La Cuenta Pública 2019, que representa el primer año del gobierno de Andrés Manuel López Obrador, es un ejemplo de la forma en la que los actuales funcionarios se relacionan con la fiscalización. La pandemia fue el argumento (pretexto) que esgrimió la administración pública federal para retrasar por meses la información que debía ser auditada. Es decir, los entes que debían sujetarse a auditorías cerraron operaciones, se detuvo la entrega de documentación y entonces la fiscalización se retrasó.
Recientemente, la Auditoría Superior de la Federación (ASF) dio a conocer la segunda entrega de la Cuenta Pública 2019 con el resultado de 487 auditorías sobre un monto de 3.7 billones de pesos, lo que implicó 41.24% del universo seleccionado e incluye 783 recomendaciones al desempeño, 566 pliegos de observación, 558 procedimientos de responsabilidad administrativa sancionatoria, 367 recomendaciones, 55 solicitudes de aclaración.

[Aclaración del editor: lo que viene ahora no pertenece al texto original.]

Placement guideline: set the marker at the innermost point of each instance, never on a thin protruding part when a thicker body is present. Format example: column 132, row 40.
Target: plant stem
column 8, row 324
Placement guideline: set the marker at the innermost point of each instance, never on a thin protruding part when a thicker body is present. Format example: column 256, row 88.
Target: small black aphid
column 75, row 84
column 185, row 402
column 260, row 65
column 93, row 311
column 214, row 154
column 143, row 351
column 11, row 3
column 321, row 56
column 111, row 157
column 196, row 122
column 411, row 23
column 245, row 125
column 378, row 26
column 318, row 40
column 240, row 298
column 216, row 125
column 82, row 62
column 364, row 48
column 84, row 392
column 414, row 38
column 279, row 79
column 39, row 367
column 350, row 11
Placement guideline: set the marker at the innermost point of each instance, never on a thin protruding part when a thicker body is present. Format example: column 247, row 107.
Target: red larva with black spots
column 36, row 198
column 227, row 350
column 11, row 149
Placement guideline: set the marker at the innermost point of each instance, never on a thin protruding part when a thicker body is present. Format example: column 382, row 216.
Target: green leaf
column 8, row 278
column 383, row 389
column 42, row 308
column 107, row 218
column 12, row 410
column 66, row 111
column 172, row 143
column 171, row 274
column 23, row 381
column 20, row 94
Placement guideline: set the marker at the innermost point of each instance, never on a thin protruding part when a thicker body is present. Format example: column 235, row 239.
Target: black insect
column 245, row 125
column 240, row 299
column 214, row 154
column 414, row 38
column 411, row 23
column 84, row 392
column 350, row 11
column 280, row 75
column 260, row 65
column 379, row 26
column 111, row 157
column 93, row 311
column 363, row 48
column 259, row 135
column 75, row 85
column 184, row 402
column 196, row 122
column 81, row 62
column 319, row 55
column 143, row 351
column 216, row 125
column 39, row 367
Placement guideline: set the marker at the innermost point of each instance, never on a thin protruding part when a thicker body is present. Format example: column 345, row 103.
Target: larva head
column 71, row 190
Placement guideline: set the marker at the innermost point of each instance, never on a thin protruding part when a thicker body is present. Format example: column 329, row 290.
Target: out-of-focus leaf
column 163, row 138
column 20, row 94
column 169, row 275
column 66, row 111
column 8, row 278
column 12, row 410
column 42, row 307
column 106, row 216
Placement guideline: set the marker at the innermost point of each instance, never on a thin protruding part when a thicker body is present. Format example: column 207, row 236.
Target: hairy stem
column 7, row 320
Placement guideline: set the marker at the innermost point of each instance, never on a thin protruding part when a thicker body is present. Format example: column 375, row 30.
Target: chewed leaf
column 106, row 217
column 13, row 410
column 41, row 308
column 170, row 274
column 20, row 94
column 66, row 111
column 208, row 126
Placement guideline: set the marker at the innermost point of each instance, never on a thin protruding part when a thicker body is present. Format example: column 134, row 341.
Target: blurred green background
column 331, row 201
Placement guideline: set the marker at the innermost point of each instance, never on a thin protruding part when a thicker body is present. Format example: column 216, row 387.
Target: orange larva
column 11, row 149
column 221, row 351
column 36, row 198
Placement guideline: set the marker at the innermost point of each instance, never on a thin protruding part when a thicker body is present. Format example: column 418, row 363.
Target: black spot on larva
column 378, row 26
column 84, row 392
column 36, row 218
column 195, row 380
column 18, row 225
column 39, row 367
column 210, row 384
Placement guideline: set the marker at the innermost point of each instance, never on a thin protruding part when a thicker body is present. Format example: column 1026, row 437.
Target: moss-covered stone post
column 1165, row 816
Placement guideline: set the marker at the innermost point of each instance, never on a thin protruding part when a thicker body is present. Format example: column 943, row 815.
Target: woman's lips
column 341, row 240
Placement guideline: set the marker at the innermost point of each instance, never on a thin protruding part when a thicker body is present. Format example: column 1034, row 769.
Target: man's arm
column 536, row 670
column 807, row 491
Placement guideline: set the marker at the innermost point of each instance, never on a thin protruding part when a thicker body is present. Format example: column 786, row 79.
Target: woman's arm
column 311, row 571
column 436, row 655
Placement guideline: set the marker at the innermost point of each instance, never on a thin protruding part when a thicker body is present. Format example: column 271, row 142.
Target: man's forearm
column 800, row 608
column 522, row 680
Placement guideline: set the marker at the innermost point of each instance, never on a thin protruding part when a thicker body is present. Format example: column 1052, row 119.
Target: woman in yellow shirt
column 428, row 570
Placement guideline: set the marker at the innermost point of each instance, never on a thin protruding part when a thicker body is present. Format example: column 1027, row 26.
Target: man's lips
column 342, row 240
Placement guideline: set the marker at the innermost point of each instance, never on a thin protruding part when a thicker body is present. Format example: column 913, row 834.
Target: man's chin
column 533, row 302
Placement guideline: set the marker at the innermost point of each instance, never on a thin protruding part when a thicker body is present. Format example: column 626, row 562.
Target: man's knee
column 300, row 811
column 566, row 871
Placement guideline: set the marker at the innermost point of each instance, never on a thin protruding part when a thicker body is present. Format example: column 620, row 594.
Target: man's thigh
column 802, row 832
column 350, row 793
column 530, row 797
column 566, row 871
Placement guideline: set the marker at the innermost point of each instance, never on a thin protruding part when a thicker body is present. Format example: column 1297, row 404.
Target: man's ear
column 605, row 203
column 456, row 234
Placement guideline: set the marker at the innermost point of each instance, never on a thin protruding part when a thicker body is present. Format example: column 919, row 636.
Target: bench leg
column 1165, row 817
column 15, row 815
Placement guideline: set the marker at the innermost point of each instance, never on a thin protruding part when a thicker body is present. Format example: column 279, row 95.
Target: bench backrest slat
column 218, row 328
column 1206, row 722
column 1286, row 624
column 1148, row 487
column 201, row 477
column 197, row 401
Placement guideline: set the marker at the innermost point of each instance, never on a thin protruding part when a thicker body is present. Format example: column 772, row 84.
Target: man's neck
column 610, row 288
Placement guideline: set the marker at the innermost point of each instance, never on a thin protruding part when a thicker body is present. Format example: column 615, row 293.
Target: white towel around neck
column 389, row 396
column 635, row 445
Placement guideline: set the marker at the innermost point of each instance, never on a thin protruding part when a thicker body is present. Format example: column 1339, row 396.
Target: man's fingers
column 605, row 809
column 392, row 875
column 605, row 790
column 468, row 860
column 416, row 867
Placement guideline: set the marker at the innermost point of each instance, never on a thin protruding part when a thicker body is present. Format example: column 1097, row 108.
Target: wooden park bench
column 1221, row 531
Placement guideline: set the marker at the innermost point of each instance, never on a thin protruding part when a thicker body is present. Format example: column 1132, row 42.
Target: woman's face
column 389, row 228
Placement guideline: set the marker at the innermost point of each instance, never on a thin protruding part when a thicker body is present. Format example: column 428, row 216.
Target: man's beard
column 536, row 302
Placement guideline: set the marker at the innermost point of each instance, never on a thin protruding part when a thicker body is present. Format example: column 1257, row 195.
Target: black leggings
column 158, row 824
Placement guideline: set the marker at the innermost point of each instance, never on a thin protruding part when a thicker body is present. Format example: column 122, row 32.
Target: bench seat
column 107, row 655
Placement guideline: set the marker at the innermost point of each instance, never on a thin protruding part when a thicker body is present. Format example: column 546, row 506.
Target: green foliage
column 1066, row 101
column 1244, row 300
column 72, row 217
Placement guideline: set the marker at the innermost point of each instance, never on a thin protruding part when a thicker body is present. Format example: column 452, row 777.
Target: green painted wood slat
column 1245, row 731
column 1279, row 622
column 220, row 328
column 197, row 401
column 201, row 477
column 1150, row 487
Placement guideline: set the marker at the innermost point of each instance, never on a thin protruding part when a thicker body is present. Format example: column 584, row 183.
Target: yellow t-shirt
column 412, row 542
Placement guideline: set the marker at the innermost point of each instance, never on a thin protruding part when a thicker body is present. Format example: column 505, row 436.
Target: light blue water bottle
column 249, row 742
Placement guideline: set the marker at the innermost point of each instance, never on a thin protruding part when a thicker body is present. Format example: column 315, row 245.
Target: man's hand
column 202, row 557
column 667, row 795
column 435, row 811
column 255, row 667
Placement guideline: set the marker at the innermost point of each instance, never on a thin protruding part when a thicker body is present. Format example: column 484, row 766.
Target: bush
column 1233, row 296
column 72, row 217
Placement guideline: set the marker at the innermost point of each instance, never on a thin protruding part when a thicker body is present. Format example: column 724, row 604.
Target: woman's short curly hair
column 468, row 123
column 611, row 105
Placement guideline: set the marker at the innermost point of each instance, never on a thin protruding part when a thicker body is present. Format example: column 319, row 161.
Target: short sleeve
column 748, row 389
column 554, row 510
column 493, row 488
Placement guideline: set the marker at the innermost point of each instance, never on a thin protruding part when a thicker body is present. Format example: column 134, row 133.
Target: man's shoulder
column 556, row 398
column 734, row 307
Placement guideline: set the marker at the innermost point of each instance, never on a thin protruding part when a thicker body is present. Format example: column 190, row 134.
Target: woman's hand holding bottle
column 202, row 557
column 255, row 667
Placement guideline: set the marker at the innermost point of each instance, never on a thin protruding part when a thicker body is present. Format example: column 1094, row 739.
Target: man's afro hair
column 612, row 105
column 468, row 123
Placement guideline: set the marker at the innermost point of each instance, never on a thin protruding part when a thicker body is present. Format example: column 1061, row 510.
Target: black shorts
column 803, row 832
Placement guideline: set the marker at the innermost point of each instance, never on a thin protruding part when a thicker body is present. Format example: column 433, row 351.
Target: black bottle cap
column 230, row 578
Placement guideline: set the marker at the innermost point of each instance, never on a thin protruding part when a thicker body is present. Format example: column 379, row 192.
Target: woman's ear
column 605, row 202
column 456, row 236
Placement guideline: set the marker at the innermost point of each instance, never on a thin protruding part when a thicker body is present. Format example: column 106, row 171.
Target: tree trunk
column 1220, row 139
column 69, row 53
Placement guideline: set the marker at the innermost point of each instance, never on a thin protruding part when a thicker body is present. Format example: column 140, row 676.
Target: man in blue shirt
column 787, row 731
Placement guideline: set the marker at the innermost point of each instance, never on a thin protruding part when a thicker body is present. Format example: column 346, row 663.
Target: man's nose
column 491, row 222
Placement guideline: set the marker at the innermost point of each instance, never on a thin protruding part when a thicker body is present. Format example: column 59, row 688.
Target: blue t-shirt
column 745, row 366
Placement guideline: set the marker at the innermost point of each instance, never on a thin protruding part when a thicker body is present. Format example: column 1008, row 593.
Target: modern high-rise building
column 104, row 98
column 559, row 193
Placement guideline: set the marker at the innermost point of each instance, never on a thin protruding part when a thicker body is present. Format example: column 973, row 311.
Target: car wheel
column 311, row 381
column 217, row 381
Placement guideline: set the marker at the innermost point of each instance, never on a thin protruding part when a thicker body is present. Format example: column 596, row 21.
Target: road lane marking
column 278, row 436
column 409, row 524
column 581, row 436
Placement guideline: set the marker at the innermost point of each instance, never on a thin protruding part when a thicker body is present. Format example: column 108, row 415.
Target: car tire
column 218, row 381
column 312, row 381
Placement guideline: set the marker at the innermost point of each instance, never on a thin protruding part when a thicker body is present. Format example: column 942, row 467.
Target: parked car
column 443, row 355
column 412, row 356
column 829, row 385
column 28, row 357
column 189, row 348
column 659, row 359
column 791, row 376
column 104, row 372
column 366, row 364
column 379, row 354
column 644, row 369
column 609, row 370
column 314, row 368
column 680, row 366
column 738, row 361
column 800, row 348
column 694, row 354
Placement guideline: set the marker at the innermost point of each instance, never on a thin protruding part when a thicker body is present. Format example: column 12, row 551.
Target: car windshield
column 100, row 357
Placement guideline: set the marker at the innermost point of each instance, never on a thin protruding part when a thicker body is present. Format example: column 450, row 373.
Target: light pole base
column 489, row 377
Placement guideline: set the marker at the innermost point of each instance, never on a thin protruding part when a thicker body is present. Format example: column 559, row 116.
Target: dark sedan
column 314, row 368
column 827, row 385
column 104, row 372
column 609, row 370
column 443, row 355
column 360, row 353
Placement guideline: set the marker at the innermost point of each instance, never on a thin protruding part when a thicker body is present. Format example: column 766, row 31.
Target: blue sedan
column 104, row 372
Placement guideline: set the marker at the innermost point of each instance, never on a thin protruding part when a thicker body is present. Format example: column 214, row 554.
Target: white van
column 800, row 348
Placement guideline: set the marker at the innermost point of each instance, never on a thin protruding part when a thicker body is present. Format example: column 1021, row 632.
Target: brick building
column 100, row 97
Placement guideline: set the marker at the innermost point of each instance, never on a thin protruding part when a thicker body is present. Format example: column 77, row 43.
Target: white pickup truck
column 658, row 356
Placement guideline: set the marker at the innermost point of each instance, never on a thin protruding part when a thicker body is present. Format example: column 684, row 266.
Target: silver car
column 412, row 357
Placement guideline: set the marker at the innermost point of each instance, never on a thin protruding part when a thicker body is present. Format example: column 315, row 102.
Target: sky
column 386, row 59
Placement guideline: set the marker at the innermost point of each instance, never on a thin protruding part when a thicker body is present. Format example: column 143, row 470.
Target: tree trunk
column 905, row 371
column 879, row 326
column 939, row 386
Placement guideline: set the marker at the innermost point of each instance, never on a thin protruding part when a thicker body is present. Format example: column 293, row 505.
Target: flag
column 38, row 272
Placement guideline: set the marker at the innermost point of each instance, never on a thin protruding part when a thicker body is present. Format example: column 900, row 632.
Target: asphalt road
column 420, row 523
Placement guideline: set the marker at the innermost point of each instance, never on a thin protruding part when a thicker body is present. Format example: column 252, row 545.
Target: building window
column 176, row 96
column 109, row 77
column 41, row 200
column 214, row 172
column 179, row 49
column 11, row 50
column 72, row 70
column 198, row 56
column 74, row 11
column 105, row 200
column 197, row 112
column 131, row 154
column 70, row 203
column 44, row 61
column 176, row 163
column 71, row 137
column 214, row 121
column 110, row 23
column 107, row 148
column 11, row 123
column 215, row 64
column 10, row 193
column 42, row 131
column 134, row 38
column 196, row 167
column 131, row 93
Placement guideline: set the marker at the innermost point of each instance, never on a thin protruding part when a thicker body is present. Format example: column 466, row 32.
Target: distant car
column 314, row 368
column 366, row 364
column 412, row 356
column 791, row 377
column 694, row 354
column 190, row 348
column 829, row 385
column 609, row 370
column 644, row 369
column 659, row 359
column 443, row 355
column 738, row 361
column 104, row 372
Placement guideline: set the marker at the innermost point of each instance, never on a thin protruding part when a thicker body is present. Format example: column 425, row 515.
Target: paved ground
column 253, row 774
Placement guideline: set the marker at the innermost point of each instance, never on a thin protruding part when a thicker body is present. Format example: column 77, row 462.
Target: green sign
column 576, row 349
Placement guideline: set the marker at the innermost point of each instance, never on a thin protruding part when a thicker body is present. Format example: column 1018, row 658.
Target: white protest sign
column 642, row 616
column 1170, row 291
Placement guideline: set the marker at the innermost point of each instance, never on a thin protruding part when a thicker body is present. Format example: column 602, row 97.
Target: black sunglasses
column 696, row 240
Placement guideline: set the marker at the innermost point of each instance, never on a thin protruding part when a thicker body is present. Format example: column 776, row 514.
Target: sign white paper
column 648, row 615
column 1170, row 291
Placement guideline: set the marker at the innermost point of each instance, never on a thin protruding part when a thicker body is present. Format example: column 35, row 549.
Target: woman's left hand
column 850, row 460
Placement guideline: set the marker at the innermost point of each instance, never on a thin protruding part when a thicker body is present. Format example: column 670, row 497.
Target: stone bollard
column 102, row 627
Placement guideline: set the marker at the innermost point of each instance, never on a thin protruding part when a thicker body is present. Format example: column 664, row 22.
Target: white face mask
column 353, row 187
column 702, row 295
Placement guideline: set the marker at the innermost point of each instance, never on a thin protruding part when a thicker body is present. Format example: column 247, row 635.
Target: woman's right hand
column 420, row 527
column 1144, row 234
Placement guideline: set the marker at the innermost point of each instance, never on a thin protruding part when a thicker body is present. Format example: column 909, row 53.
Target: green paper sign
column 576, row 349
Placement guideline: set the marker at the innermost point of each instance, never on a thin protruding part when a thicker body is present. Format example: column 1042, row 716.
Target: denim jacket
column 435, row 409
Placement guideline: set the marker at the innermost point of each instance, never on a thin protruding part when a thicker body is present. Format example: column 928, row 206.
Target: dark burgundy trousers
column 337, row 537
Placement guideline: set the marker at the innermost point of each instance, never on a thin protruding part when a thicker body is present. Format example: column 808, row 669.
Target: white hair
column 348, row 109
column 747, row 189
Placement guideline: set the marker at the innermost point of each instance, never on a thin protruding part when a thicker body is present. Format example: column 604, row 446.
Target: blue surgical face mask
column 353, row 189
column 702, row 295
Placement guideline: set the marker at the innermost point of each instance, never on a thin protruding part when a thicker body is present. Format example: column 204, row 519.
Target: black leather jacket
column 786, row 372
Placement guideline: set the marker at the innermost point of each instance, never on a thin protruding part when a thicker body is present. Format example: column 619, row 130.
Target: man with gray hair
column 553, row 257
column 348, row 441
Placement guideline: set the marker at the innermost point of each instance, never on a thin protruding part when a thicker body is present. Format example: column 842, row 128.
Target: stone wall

Para fines prácticos, sí hay la presunción de corrupción en varios casos. Sin embargo, el proceso aún no termina y en este momento hay un periodo para presentar las pruebas que demuestren que no hay lugar a tal presunción. Como sea, el COVID-19 ha puesto en evidencia los vacíos (y resistencias) en materia de fiscalización. Algo que, ciertamente, tampoco es nuevo considerando que en la Fiscalía General de la República y en el Tribunal de Justicia Administrativa se encuentran viejos procesos todavía abiertos, activos, sin resolver.
¿Qué respuesta dará la llamada cuarta transformación a la fiscalización de la ASF? La pandemia no se ha ido, todo lo contrario, aquí seguirá y si no hay mejores condiciones para fiscalizar, cuidado, las precipitadas decisiones para gestionar las crisis económica y sanitaria pueden dar lugar a malos manejos. ¿Alguien sabe con claridad hacia dónde se va el recurso para contrarrestar los latigazos de la pandemia? ¿Bajo qué consideraciones se están dando las adjudicaciones directas? ¿Quién está midiendo la eficiencia del gasto?